Mr. J. S. Mill observes that historians, travellers, and all who write or speak concerning moral and social phenomena with which they are unacquainted, are apt to confound in their descriptions things wholly diverse. Having but a scanty vocabulary of words relating to such phenomena, and never having analyzed the facts to which these words correspond in their own country, they apply them to other facts to which they are more or less inapplicable. Thus, as I have before briefly stated, the first English conquerors of Bengal carried with them the phrase “landed proprietor” into a country where the rights of individuals over the soil were extremely different in degree, and even in nature, from those recognized in England. Applying the term with all its English associations in such a state of things, to one who had only a limited right they gave an absolute right; from another, because he had not an absolute right, they took away all right; drove whole classes of men to ruin and despair; filled the country with banditti; created a feeling that nothing was secure; and produced, with the best intentions, a disorganization which had not been produced in that country by the most ruthless of its barbarian invaders.[33]
How often, in reading ancient history, are we misled by the application of modern terms to past institutions and events! Guizot, in speaking of the towns of Europe between the fifth and tenth centuries, cautions his readers against concluding that their state was one either of positive servitude or of positive freedom. He observes that when a society and its language have lasted a considerable time, its words acquire a complete, determinate, and precise meaning,—a kind of legal official signification. Time has introduced into the signification of every term a thousand ideas, which are suggested to us every time we hear it pronounced, but which, as they do not all bear the same date, are not all suitable at the same time. Thus the terms “servitude” and “freedom” recall to our minds ideas far more precise and definite than the facts of the eighth, ninth, or tenth centuries, to which they relate. Whether we say that the towns in the eighth century were in a state of “freedom” or in a state of “servitude,” we say, in either case, too much; for they were a prey to the rapacity of the strong, and yet maintained a certain degree of independence and importance.

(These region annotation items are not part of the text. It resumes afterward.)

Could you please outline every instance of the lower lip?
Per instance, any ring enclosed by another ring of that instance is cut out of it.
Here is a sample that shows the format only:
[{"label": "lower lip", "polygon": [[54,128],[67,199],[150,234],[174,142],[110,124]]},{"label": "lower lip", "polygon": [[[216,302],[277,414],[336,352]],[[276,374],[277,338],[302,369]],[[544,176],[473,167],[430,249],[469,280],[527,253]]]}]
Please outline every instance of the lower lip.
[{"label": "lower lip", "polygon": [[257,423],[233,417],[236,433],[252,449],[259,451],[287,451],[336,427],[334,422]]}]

So, again, as the same writer shows, the term “civilization” comprises more or fewer ideas, according to the sense, popular or scientific, in which it is used. “The popular signification of a word is formed by degrees, and while all the facts it represents are present. As often as a fact comes before us which seems to answer to the signification of a known term, this term is naturally applied to it, and thus its signification goes on broadening and deepening, till, at last, all the various facts and ideas which, from the nature of things, ought to be brought together and embodied in the term, are collected and embodied in it. When, on the contrary, the signification of a word is determined by science, it is usually done by one or a very few individuals, who, at the time, are under the influence of some particular fact, which has taken possession of their imagination. Thus it comes to pass that scientific definitions are, in general, much narrower, and, on that very account, much less correct, than the popular significations given to words.”
It is this continual incorporation of new facts and ideas,—circumstances originally accidental,—into the permanent significations of words, which makes the dictionary definition of a word so poor an exponent of its real meaning. For a time this definition suffices; but in the lapse of time many nice distinctions and subtle shades of meaning adhere to the word, which whoever attempts to use it with no other guide than the dictionary is sure to confound. Hence the ludicrous blunders made by foreigners, whose knowledge of a language is gained only from books; and hence the reason why, in any language, there are so few exact synonyms.
How many persons who oppose compulsory education, have been frightened by the word “compulsory,” attaching to it ideas of tyranny and degradation! How many persons are there in every community, who, in the language of Milton,
“Bawl for freedom in their senseless mood,
And still revolt when the truth would make them free;
License they mean when they cry liberty,
For who love that, must first be wise and good.”
Who can estimate the amount of mischief which has been done to society by such phrases as “Liberty, Equality, and Fraternity,” and other such “rabble-charming words,” as South calls them, “which have so much wildfire wrapped up in them”? How many persons who declaim passionately about “the majesty of the people,” “the sovereignty of the people,” have ever formed for themselves any definite conceptions of what they mean by these expressions? Locke has well said of those who have the words “wisdom,” “glory,” “grace,” constantly at their tongue’s end, that if they should be asked what they mean by them, they would be at a stand, and know not what to answer. Even Locke himself, who has written so ably on the abuse of words, has used some of the cardinal and vital terms in his philosophy in different senses. La Harpe says that the express object of the entire “Essay on the Human Understanding” is to demonstrate rigorously that l’entendement est esprit et d’une nature essentiellement distincte de la matière; yet the author has used the words “reflection,” “mind,” “spirit,” so vaguely that he has been accused of holding doctrines subversive of all moral distinctions. Even the eagle eye of Newton could not penetrate the obscurity of Locke’s language, and on reading the “Essay” he took its author for a Hobbist. De Maistre declares the title a misnomer; instead of being called an “Essay on the Human Understanding,” it should be entitled, he thinks, an “Essay on the Understanding of Locke.”